Sujeto mi metal contra el suelo de la plaza, de azulejos de piedra oscura y clara. Los otros soldados se apartan y se colocan en círculo, dejando una especie de zona de combate. Yo alargo la mano hacia uno de los estantes de armas y cojo dos cascos, les silbo a los chicos y se los lanzo para que se los pongan. No pelean con espadas de madera, sino de metal. Y afilado. Así que, que se rebanen el cuello de un buen golpe, no es el plan ideal.

–Preparaos –les ordeno, y ellos se ponen a la defensiva –. ¡Ya!

Tamy es bueno, ataca con fuerza, pero no sabe esquivar. Haegal es todo lo contrario, pero es rápido y al final termina asestando golpes mortales.

Empiezan a andar en círculos, las espadas en alto. Tamy ataca primero, pero el otro soldado lo esquiva con agilidad. Las normas de las practicas –las que yo impongo, al menos– son que no pueden dar golpes que no sean con la espada. No se valen los puños, las patadas, los empujones…, solo hierros.

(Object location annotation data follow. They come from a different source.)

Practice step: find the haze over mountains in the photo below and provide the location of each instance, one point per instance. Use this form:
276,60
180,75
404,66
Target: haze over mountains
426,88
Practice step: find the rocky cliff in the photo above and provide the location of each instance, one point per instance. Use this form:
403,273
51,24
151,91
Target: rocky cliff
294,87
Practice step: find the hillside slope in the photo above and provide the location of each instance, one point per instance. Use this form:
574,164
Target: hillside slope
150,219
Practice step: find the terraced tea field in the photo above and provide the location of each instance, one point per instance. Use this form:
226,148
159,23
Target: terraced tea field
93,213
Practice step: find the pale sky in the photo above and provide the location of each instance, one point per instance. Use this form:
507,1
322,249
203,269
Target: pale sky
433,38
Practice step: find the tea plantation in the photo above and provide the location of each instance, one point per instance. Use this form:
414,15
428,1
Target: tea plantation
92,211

El primer soldado gruñe cuando Haegal le asesta un golpe en el abdomen con la empuñadura de la espada y, con esa rapidez que lo caracteriza, deja el filo de la hoja contra la piel de su garganta.

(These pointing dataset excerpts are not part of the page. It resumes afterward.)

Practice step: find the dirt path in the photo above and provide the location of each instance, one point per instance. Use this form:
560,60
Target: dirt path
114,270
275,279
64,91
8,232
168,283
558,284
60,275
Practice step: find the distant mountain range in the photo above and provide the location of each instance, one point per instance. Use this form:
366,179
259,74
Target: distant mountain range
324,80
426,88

–¡Vale! Haegal gana. Tamy, a la próxima vigila los pies del adversario. Muchas veces te avanzan cuál será su próximo movimiento.

–Sí, teniente. –Tan serio, mi chico, siempre con esas formalidades.

–Siguientes: Faëlra y Ya…

–Teniente Galeyra –me interrumpe una voz a mis espaldas. Me callo y giro la mitad del cuerpo, sujetando aún la espada delante de mí contra el suelo.

–¿Sí?

–El capitán Mandras pide que te presentes en la sala de juntas. Ha dicho que te diga, citado textualmente, que “necesita tu cerebro de vieja cascada en la reunión”.

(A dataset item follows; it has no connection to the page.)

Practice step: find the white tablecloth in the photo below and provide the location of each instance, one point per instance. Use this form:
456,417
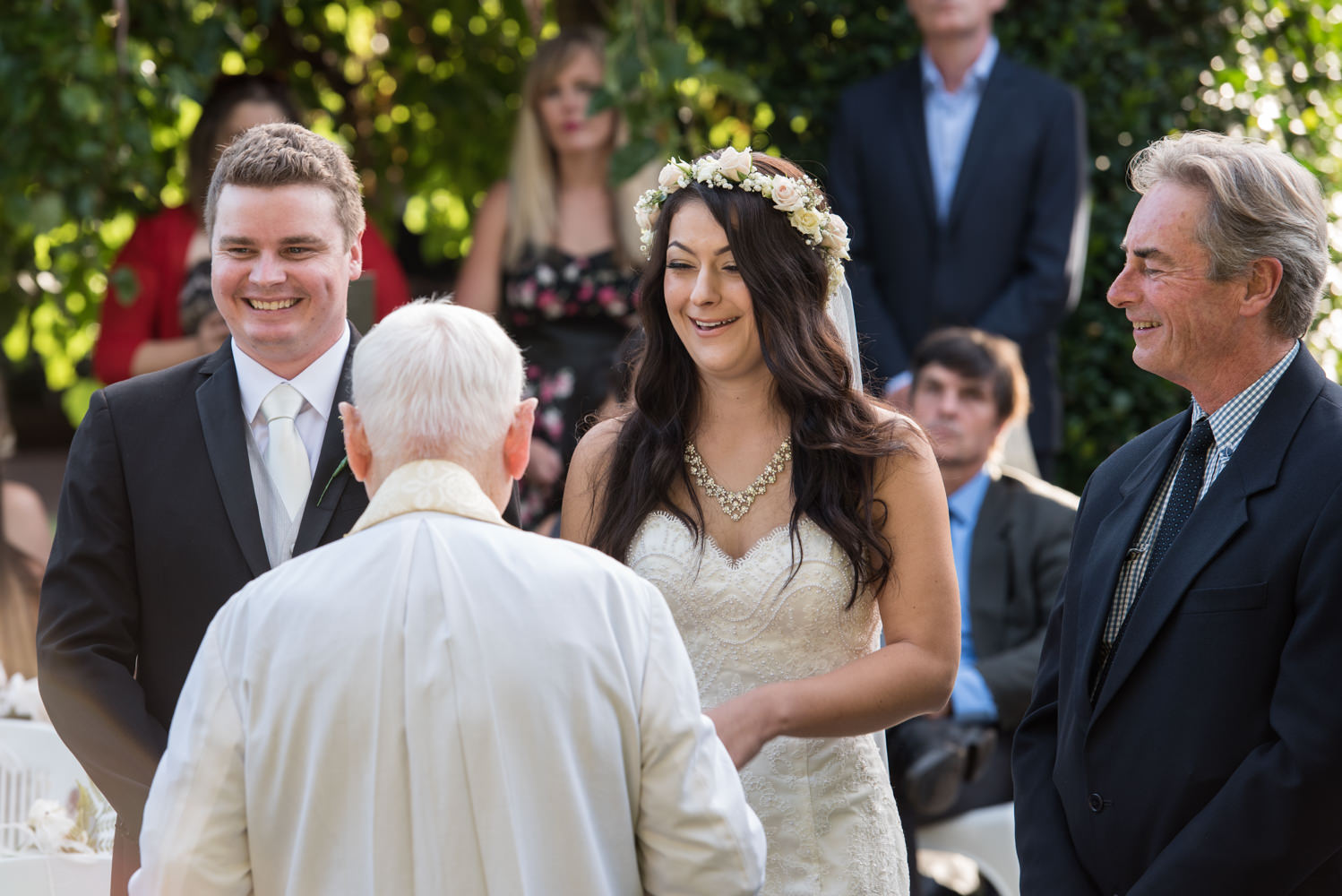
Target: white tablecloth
65,874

Oigo las risitas de los soldados a mi alrededor, y yo dibujo una sonrisa. Asiento con la cabeza y, dejando la espada y yendo hacia el soldado que ha venido a informar, le digo:

–Avisa a Nolra de que venga ella a entrenarlos.

–Sí, teniente.

Me voy hacia los arcos de la galería de alrededor de la plaza, que llevan a las entradas a los pasillos subterráneos, a los edificios y a las salas. No son muy grandes, las bases, y todas son iguales, pero son bonitas y tienen de todo.

Me cuelo por uno de los grandes arcos de paso y subo dos pisos hasta llegar a la puerta de hierro de la sala de juntas. Es una sala rectangular, grande, donde hay una gran mesa en medio. Quien dice mesa, dice madera tallada en forma de mapa. Es lo que usamos para poder hablar de ataques, diseñarlos, determinar posiciones, etc.